AWS faced a string of outages in December 2021 –three in a span of two weeks to be exact. In the third outage, the cloud computing giant’s East Coast data centre in North Virginia went down. The disruption lasted for hours, affecting central and eastern United States, and threw Slack, Epic Games Store and Amazon websites into disarray. AWS later said it was looking at its “increased EC2 launch failures and networking connectivity issues.”
AWS glitches are not a new phenomenon. Clients either stretch their architecture across multiple geographic regions or use multiple providers to work around cloud outages. However, the cost and effort involved in such measures can set the clients back. The best way to defend against sudden failures is to build resilient infrastructure.
Of late, Amazon is committing a lot of resources to solve this costly problem. To deal with the pressures of sudden traffic on a global scale, live events and popular streaming premieres, Amazon Prime Video team employed a mix of machine learning and continuous resilience.
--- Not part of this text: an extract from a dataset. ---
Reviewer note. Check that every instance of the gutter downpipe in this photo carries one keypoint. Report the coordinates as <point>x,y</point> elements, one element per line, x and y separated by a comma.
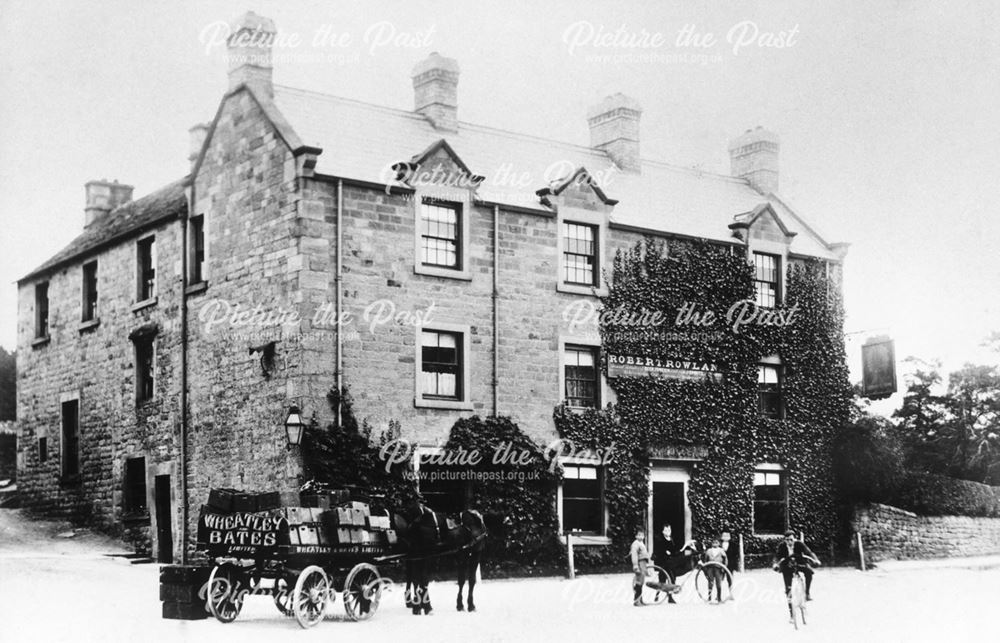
<point>184,347</point>
<point>339,288</point>
<point>496,315</point>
Apart from this, the team also ensured failovers functioned seamlessly.
Sign up for your weekly dose of what's up in emerging technology.
Machine learning to forecast workload
Workload forecasting with ML involves taking into account a few variables, including timelines for feature rollouts, long-term planning, marketing strategies, seasonalities, and customer metrics, to project the workload trajectory.
According to Ali Jalali (applied scientist at Amazon), using classical time series models combined with deep learning helped them zero in on an optimal risk level to the area for the forecast. The team built predictive models to correctly forecast the spike in traffic for the popular Indian series, Mirzapur.
The platform has now created a similarity engine using past Amazon events and feedback from social media and IMDB ratings to predict hype. The resiliency of a system can be tested against this expected hype. This helped the Prime Video team determine which data centres can handle different workloads based on their latency and availability.
Machine learning for incident management
Automating the response to an incident can massively reduce the time taken to mitigate the issue while also easing the process for engineers. The model will locate the likely error and troubleshoot it while searching for patterns of false alarms.
An automated system well-fed with data will reduce such incidents over time. The goal isn’t to remove humans completely from incident management but to make their jobs easier.
The DevOps team at Prime Video built ML models to determine workload demand and used chaos engineering to practice IT incident recovery. Chaos engineering entails injecting a little latency into a function in a controlled environment. Gradually more functions are injected with latency until the breaking point. The intention behind this is to observe how the system reacts during an unforeseen event and consequently help the device build greater self-belief to perform normally in the face of such events.
To start with, a backup data centre must be checked for its failover reliability. More outages have resulted from IT and network problems than power issues in the recent past.
There are three major components to reactive architecture:
- Elasticity: Scaling applications as and when required.
- Responsive: This maintains a system that is always aware of its surroundings, making it more alert and cautious.
- Resilience: This ensures the system is robust and up-and-running come what may.
Later, the Prime Video team came up with a resilience score. The score indicated the team’s preparedness to deal with failures, avoid downtime, accept failures as a norm, and design contingency plans. However, the resilience score is not a marker for the system’s performance but a report that helps the team understand how to prioritise.